There but for the grace of God...

Midtown Journal: Homeless Repairman Mixes High Tech With Low Overhead

December 7, 2003 By ALAN FEUER N.Y. Times

Perry Vona works five days a week on a busy stretch of 43rd Street between Fifth Avenue and the Avenue of the Americas, which is not to say that he keeps an office there. Mr. Vona, who is homeless, works on 43rd Street - literally - repairing laptops, hard drives, keyboards, scanners, monitors and whatever other detritus of the digital age he can scavenge from the trash.

He is a common sight amid the pedestrians in Midtown, who might encounter him at 8 a.m. on a weekday sitting in a swivel chair, hunched over a stubborn piece of computer hardware plugged into the base of a public light pole. Working curbside with a fully stocked toolbox, he claims to sell his products to wholesale buyers and bargain hunters for as little as $60 to $80 apiece.

"I get them running, then I get them out the door," said Mr. Vona, whose open-air repair shop has no door. "I don't care what shape they come in, I can fix them."

"I do the upgrades, everything," he continued. "When I get done with a computer, it'll work."

Mr. Vona - a big, tall, hairy, bearish man somewhere in early middle age - has been earning his keep in just this fashion for at least eight years. He makes his living at the very intersection of high technology and consumer culture; his survival depends on the built-in obsolescence of computer goods.

The facts of his story are somewhat jumbled, none the least because he is mentally retarded and admits to suffering from a delusional mental illness. Mr. Vona clearly bears the scars, in psyche and in body, from years of living on the streets.

By his own account, he has led a tragic life. His parents died when he was 4 months old, and he was raised by a succession of foster parents, some of whom he says abused him. He was an ironworker until 1996, when he was injured on the job: a construction crane fell on top of him, he says, and put him in a coma. When he awakened, he says, he was imbued with an expertise in computer repair.

"Just like that," he said. "A gift from God."

This fantastic story is at odds with an account he gave The New York Times in 1995 when, using the name Carlos Sam, he claimed to have learned his trade at an uncle's television repair shop.

Nevertheless, one of his customers, reached at his request, confirmed his basic tale.

"I do know Perry," said Anthony J. Barber, a computer consultant. "I buy stuff from him every now and then. Some of it's good, some of it's junk."

Mr. Barber said that after making purchases from Mr. Vona, he would turn around and sell the items on his own. "We both turn trash into cash," Mr. Barber said.

Mr. Vona has been busy in the last eight years keeping up with the latest advances in technology, he says. He claims to be fluent in HTML and Javascript, and says he knows his way around televisions, cellphones, cuckoo clocks, refrigerators, washers, dryers and sewing machines.

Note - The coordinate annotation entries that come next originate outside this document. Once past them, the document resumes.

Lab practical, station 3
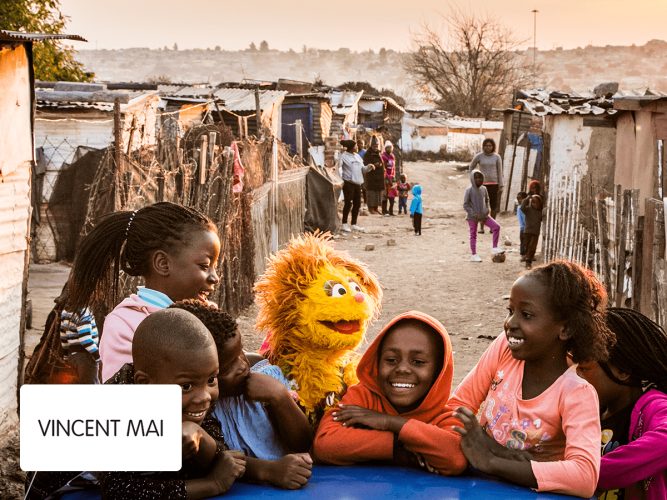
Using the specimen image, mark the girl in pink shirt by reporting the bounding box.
[447,261,613,497]
[577,307,667,500]
[68,201,220,381]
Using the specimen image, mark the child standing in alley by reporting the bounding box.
[397,174,410,215]
[410,184,424,236]
[463,170,503,262]
[521,181,544,269]
[516,191,528,262]
[387,182,398,216]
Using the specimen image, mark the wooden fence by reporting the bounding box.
[543,172,667,325]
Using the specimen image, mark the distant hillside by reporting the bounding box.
[78,40,667,101]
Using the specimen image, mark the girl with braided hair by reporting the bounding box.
[447,261,613,497]
[68,202,220,381]
[577,307,667,500]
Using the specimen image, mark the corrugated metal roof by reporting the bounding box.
[517,89,617,116]
[445,117,503,130]
[35,87,157,111]
[213,88,287,111]
[404,118,447,128]
[170,86,215,98]
[329,90,364,115]
[0,30,88,42]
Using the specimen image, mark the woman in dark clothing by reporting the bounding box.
[364,135,385,215]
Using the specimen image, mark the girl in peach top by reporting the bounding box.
[447,261,613,497]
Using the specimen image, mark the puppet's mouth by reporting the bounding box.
[320,319,361,335]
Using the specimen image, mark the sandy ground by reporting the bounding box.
[26,162,524,383]
[239,162,524,384]
[9,162,524,498]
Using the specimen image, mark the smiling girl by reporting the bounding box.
[313,311,465,474]
[447,261,613,497]
[68,202,220,381]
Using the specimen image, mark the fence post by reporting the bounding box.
[294,120,303,158]
[111,97,123,211]
[255,87,262,139]
[271,137,278,253]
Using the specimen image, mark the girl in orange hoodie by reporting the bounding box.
[313,311,466,475]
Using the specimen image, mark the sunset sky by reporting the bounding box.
[61,0,667,51]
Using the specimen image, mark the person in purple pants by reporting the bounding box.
[463,170,503,262]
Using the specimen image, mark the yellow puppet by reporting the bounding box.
[255,233,382,425]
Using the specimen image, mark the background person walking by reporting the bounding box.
[468,139,503,233]
[340,140,375,233]
[364,135,385,215]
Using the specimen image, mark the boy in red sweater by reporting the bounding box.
[313,311,466,475]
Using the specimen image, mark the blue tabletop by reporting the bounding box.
[63,465,574,500]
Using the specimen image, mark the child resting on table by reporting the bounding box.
[447,261,613,497]
[170,300,313,489]
[313,311,466,474]
[577,307,667,500]
[100,309,246,500]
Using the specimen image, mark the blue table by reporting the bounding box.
[63,465,574,500]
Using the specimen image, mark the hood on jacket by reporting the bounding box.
[112,293,163,314]
[470,169,484,187]
[357,311,454,422]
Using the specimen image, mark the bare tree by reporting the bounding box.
[405,9,531,117]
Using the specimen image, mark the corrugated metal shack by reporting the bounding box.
[357,94,405,148]
[32,82,160,262]
[160,85,287,139]
[401,113,503,155]
[504,86,667,325]
[0,30,83,439]
[282,92,333,154]
[328,90,364,139]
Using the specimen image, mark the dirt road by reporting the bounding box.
[26,162,523,383]
[241,162,524,384]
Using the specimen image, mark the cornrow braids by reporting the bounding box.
[169,299,238,355]
[607,307,667,392]
[528,260,615,363]
[68,201,217,310]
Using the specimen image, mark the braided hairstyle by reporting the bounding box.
[68,201,217,310]
[527,260,615,363]
[600,307,667,392]
[169,299,239,356]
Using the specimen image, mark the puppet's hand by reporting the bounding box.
[332,403,407,433]
[341,353,359,386]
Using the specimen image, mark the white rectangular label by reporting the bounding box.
[20,384,183,471]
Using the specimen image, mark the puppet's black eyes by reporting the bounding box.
[324,280,347,299]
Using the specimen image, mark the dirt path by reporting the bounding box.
[26,162,523,383]
[240,162,523,384]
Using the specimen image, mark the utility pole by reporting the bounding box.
[531,9,539,85]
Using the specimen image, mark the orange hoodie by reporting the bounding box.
[313,311,467,475]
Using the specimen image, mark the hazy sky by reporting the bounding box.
[61,0,667,50]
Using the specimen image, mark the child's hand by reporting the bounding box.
[269,453,313,490]
[244,373,289,404]
[206,451,245,495]
[454,408,533,464]
[332,403,407,433]
[454,407,493,472]
[182,421,205,460]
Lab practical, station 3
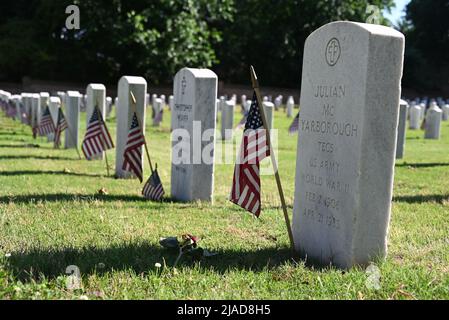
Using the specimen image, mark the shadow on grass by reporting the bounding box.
[8,243,292,281]
[0,143,54,150]
[393,194,449,204]
[0,170,105,179]
[396,162,449,168]
[0,193,200,208]
[0,155,78,160]
[0,131,32,137]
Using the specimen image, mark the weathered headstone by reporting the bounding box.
[30,93,41,130]
[409,104,422,130]
[153,98,164,127]
[396,100,408,159]
[171,68,218,201]
[424,102,443,139]
[64,91,82,149]
[48,97,61,141]
[168,96,175,110]
[287,96,295,118]
[263,102,274,129]
[441,104,449,121]
[221,100,235,141]
[293,22,404,268]
[86,83,106,160]
[115,76,147,179]
[106,97,112,118]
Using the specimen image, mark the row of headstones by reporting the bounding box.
[0,22,428,268]
[396,100,449,159]
[148,22,412,268]
[216,95,295,140]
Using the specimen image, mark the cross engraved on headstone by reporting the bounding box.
[326,38,341,66]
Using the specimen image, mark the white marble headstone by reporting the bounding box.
[221,100,235,141]
[115,76,147,179]
[409,104,422,130]
[293,22,404,268]
[424,102,443,139]
[396,100,408,159]
[86,83,106,160]
[171,68,218,201]
[287,96,295,118]
[263,102,275,130]
[64,91,82,149]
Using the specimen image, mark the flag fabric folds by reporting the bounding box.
[123,112,145,182]
[235,112,248,130]
[142,167,165,201]
[54,108,69,149]
[82,106,114,160]
[288,113,299,135]
[230,93,270,217]
[39,107,55,136]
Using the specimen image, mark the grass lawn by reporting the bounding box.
[0,105,449,299]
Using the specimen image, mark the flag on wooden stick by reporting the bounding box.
[54,108,69,149]
[123,112,145,182]
[288,113,299,135]
[39,107,55,136]
[142,165,165,201]
[230,93,270,217]
[235,112,248,130]
[82,106,114,160]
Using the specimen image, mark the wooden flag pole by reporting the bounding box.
[251,66,295,250]
[95,103,110,177]
[58,111,82,160]
[129,90,154,174]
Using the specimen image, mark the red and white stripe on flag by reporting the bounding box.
[230,129,270,217]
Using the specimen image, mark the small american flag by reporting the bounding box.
[154,109,164,124]
[230,93,270,217]
[39,107,55,136]
[142,167,165,201]
[6,102,17,118]
[82,106,114,160]
[55,108,69,148]
[123,112,145,182]
[288,113,299,135]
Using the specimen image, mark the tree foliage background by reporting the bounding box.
[0,0,449,88]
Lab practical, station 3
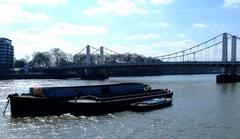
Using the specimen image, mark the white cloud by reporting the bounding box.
[124,33,159,41]
[149,0,175,4]
[1,0,68,5]
[178,33,187,38]
[156,22,170,28]
[223,0,240,7]
[193,23,208,29]
[84,0,147,16]
[6,23,107,58]
[0,4,49,24]
[138,21,171,28]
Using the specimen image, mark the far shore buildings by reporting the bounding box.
[0,38,14,68]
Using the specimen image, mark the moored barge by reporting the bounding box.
[8,83,173,117]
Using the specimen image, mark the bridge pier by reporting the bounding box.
[216,33,240,83]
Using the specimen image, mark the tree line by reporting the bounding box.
[15,48,161,68]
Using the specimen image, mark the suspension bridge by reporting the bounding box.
[44,33,240,82]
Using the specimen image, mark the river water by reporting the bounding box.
[0,75,240,139]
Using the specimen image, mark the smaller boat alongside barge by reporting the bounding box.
[5,83,173,117]
[130,98,172,111]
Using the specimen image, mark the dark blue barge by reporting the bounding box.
[8,83,173,117]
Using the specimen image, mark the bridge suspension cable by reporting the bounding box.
[154,33,232,61]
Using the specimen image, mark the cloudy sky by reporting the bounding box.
[0,0,240,59]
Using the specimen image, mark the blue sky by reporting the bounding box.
[0,0,240,59]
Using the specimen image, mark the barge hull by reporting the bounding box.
[10,90,173,117]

He has two basic methods of acquiring equipment, he says: he roots through the garbage and he keeps a list of contacts in the city Sanitation Department and among the janitorial staffs of Midtown offices, who pass him castoff computer goods.

Mr. Vona has looked for more established work, but he says employers are usually unwilling to overlook his homelessness. A man with skills but without a roof, he says, gets nowhere.

"People look at you as homeless before they look at your qualities," he said. "And if they don't like what they're looking at, they don't look at you at all."

Recently, his business has suffered. He says that on the day before Thanksgiving, the police threw out a portion of his inventory, which he stores in canvas mail carts on the street. He lost three hard drives, some monitors and a couple of keyboards, he says.

"Yeah, some Thanksgiving present," he said.

Officers in the Midtown South Precinct refused to comment on Mr. Vona's accusations, aside from saying that he has never been arrested. They added that he was a constant, and relatively harmless, presence in the neighborhood.

But he seems to be hurting.

The photograph that accompanied the article in The Times eight years ago showed Mr. Vona hard at work, with the products of his business spread around him.

On Friday morning, he had only a single cart, and it contained a scanty tangle of broken goods.

He was eating breakfast on a blanket underneath some scaffolding. The street was quiet, the day was cold. He said he was depressed.

"All I want is a room," he said. "I got bad legs, bad circulation and two heart attacks in the last few years. I just want a place with privacy where I don't have to worry about people stealing all my stuff. All I want is a place of my own."